Carroll elected to use her exhibition budget to ship the Riviera to Germany and utilize the museum as a parking place to store the car. After it was determined that there was no physical way to get the car into the museum, unless it was to be completely disassembled, the decision was made to crash the car into the baroque/neoclassical façade of the Staatliches Museum für Völker-kunde München on Maximillianstrasse in Munich, leaving it there for the duration of the exhibition and eliminating the need for parking in New York City as if it was an accident. Carroll worked with an engineer to determine the speed and angle at which she should approach the museum in order to ascend the building’s steep entrance stairs to execute the accident perfectly and to make the car stop working, in reference to the title of the exhibition. (It was 35 miles per hour and an 18 degree angle.)

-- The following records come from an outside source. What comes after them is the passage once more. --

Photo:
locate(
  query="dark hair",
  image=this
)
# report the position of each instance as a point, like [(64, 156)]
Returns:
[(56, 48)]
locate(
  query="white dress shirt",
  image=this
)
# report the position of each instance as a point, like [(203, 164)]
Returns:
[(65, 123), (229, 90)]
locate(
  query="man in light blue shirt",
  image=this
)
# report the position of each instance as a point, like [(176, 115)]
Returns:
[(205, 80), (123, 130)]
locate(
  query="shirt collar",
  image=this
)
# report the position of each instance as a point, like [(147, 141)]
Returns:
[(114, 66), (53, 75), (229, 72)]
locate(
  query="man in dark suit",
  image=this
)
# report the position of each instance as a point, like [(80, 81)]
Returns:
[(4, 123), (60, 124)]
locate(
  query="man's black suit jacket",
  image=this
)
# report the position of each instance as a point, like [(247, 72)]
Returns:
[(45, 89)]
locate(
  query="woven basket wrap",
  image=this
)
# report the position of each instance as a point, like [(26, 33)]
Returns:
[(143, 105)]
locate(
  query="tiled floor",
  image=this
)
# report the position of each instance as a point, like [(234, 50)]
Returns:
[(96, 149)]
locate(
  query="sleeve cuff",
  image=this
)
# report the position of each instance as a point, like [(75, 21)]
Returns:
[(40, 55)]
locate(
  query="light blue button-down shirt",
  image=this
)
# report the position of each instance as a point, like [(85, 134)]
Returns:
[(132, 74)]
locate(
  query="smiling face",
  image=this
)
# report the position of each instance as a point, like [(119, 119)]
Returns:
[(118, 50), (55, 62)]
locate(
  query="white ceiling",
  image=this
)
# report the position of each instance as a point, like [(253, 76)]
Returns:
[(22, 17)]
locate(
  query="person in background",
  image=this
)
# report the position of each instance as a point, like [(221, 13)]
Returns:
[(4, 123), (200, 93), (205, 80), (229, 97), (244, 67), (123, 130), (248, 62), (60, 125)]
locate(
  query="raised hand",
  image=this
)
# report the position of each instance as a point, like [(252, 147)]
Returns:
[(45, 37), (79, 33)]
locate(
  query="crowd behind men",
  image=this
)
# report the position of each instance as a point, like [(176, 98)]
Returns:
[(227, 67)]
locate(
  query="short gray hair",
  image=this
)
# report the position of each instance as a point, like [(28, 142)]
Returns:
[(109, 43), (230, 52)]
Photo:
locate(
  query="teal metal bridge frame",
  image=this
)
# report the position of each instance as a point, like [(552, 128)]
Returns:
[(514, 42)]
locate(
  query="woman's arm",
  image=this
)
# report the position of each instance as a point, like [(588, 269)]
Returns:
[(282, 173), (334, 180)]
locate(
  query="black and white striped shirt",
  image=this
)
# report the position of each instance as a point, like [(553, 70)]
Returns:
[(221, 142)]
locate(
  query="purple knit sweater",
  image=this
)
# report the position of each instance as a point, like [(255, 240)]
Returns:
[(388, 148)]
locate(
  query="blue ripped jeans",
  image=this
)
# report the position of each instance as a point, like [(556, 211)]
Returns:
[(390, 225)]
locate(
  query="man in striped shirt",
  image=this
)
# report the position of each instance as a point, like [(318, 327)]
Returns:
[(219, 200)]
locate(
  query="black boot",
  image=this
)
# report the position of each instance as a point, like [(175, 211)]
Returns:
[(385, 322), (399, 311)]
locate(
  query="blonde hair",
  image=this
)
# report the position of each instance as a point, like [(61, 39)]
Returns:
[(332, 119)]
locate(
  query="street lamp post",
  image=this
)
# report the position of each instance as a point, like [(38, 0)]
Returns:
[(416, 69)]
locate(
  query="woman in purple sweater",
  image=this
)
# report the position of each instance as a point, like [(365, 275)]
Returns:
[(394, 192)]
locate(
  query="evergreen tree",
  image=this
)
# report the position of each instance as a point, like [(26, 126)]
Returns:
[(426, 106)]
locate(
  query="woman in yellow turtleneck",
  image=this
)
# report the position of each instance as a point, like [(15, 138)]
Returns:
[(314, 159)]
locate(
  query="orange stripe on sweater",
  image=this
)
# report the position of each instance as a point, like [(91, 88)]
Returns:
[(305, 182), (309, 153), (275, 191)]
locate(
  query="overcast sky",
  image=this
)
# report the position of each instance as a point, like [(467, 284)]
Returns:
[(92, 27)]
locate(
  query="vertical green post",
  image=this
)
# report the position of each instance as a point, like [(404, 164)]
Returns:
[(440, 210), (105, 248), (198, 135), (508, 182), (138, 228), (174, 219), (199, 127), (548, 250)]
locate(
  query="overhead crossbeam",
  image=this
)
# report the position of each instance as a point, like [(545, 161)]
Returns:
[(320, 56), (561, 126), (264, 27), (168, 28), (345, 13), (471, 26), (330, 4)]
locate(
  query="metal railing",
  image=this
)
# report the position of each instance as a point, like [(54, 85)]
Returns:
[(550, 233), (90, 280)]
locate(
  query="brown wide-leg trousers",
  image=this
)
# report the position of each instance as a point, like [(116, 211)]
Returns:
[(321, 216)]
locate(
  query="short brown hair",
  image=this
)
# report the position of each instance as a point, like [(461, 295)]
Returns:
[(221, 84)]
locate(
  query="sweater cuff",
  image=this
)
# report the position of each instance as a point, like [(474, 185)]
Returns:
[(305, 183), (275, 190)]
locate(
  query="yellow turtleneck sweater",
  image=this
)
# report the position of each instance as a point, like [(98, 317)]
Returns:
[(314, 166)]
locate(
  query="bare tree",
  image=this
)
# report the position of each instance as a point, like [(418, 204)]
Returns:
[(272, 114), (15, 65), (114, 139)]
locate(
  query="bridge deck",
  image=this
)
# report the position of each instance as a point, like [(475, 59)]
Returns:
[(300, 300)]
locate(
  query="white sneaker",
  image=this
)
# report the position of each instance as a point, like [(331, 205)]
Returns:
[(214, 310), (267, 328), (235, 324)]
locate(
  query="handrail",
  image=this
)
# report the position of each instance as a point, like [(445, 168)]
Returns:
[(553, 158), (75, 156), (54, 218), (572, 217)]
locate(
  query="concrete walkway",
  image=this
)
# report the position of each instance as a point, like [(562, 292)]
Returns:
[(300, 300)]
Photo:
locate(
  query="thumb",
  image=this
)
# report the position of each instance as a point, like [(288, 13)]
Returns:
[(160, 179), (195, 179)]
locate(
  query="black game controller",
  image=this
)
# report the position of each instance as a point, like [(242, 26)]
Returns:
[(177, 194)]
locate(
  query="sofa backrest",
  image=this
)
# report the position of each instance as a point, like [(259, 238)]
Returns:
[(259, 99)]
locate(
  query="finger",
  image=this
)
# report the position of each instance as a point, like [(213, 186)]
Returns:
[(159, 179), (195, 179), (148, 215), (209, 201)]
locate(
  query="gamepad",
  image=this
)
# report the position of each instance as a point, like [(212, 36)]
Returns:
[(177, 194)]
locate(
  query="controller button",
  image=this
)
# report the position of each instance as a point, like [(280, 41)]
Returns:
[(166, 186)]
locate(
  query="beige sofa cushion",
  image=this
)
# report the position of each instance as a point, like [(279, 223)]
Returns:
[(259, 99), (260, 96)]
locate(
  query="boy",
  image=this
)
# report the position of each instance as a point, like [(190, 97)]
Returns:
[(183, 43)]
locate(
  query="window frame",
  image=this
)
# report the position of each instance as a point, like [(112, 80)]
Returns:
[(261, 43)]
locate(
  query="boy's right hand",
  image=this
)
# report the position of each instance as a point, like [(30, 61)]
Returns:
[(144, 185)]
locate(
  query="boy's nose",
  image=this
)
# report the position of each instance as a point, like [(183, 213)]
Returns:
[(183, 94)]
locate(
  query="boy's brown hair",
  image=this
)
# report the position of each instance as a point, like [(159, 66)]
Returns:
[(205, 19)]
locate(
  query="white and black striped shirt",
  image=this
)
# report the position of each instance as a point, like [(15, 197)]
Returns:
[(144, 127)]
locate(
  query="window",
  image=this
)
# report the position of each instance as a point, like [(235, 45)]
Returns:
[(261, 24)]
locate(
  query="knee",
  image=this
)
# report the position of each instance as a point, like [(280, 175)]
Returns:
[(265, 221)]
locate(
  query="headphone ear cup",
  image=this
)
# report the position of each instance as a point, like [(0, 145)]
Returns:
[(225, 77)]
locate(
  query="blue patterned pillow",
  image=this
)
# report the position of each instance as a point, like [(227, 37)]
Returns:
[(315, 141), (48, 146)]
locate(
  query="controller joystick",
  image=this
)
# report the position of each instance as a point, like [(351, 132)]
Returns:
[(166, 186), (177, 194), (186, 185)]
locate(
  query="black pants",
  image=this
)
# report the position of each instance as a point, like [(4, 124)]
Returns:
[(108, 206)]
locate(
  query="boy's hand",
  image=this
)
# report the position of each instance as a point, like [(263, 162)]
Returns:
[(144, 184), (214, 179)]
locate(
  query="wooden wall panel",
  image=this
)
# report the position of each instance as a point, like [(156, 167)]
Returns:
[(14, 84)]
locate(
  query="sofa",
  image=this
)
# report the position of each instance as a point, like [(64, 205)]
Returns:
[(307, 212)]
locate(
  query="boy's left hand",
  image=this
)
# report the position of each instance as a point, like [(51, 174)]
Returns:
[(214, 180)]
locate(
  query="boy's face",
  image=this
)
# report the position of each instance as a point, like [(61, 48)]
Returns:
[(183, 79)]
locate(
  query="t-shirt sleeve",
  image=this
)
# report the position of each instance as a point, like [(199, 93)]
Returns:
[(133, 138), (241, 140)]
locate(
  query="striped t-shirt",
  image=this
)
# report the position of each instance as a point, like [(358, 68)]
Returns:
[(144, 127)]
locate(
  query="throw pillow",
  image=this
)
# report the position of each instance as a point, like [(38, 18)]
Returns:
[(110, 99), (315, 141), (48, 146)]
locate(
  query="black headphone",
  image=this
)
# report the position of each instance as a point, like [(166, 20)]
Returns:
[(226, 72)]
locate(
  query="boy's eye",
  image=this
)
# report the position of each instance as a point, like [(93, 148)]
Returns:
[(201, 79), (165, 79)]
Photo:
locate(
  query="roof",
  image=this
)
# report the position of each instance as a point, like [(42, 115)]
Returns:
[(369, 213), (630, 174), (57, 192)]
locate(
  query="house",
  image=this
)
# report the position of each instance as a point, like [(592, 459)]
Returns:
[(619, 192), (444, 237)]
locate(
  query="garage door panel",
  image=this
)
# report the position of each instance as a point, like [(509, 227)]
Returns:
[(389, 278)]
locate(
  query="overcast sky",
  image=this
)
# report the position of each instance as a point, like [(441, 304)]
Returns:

As the exhibition approached, the ship’s oceanic transit was delayed due to heavy snowstorms in the Atlantic, and Carroll realized that she might miss the opening; an early disembarking in Liverpool and a drive through the Chunnel and across France and Germany seemed the only way by which she might arrive on time. She changed the port of call and her travel arrangements and made an appointment with the director of the Tate Liverpool, Dr. Christoph Grunenberg. But before leaving, she contacted the shipping agent in Liverpool to check on the location of the ship and was told that it had only gotten as far as the eastern seaboard, in Nova Scotia—meaning that she would be late regardless and it was easier to have the car in the country it ultimately needed to be in. She switched the port of call back to the original one, Bremerhaven, on the North Sea, and asked the Tate Liverpool to send a note to Galerie der Künstler at the Staatliches Museum für Völkerkunde München stating that she would be late for the exhibition.
Carroll arrived in Bremerhaven two weeks after the opening in Munich, picked up the Riviera, and drove to Berlin where she met the critic and curator Peter Herbstreuth and the photographer Alyssa DeLuccia. They drove together to Munich the next day and crashed the car into the Staatliches Museum für Völkerkunde München at 9 p.m. while a music performance was taking place inside the museum. When Carroll walked into the performance, she was asked, “How did you get here?” She responded, “I drove.”
At the time Carroll made Late, she was using and dismantling a conceptual Rube Goldberg/stream-of-consciousness method of artmaking that had at its foundation the idea of the accident. Late grafted onto this process concerns with product placement and lateness as a form of institutional critique. The piece bookends another project of Carroll’s, Stronger Than Dirt, which relates to the incident where the Doors sold “Light My Fire” to Buick for a commercial unbeknownst to Jim Morrison, who stopped the transaction by threatening to break up the band. In response, Morrison added the popular jingle from Ajax detergent, “Stronger Than Dirt,” to the end of “Touch Me” when the Doors performed at the Fillmore in 1967. Late also makes oblique reference to the misappropriation by the advertising agency Weiden and Kennedy of Fischli and Weiss’s The Way Things Go for a Honda television commercial.